Many real-world applications contain a small number of labeled instances but a large number of unlabeled instances. Machine learning algorithms that are able to utilize the information from unlabeled instances are known as semi-supervised approaches. The first programming assignment will require you to implement such an algorithm that benefits from large amounts of unlabeled text.
One of the fundamental tasks for natural language processing is probabilistic modeling of language, i.e. how can we differentiate between a random sequence of words, and something we might consider an english sentence. Such language models are used in many applications, such as handwriting recognition, speech recognition, machine translation, and text generation. In this second programming assignment, you will perform language modeling of different kinds of text.
A number of tasks in natural language processing can be framed as sequence tagging, i.e. predicting a sequence of labels, one for each token in the sentence. Such tasks include more finer grained tasks such as tokenization and chunking, but also coarse-level part of speech tagging and named entity recognition. In this homework, you will be looking the latter two for a corpus of tweets, and investigating two challenges in sequence modeling: inference and feature engineering.
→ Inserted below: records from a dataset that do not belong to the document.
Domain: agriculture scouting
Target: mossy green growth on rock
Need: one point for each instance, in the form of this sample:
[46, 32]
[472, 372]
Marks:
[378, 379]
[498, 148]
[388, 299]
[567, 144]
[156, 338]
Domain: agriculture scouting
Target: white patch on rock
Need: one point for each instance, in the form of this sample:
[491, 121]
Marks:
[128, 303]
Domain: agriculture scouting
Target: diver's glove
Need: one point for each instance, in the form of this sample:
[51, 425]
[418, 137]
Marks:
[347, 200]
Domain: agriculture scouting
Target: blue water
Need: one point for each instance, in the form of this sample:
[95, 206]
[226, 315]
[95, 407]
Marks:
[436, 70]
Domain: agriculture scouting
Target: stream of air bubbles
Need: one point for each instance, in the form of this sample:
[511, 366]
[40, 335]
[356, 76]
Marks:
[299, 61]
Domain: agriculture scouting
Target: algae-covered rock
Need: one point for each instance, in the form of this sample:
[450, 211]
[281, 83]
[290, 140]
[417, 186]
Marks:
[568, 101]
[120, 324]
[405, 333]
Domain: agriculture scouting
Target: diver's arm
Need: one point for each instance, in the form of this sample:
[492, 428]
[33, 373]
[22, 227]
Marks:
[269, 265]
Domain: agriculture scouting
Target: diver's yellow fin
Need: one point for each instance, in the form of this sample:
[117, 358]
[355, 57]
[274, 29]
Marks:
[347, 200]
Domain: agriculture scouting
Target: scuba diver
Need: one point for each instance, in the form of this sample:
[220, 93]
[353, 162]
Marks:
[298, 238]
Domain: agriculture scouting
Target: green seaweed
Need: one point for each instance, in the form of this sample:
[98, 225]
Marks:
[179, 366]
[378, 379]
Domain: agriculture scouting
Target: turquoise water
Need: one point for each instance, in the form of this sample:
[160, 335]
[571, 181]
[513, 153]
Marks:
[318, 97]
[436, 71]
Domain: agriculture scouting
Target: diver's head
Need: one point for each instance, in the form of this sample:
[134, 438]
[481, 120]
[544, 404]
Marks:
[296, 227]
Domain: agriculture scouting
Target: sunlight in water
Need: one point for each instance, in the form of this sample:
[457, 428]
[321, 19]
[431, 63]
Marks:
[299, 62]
One of the most widespread and public-facing applications of natural language processing is machine translation. It has gained a lot of attention in recent years, both infamously for its lack of ability to understand the nuance in human communications, and for near human-level performance achieved using neural models. In this homework, we will be looking at phrase-based translation from French-English, and implementing stack-based decoders of various complexity to achieve this.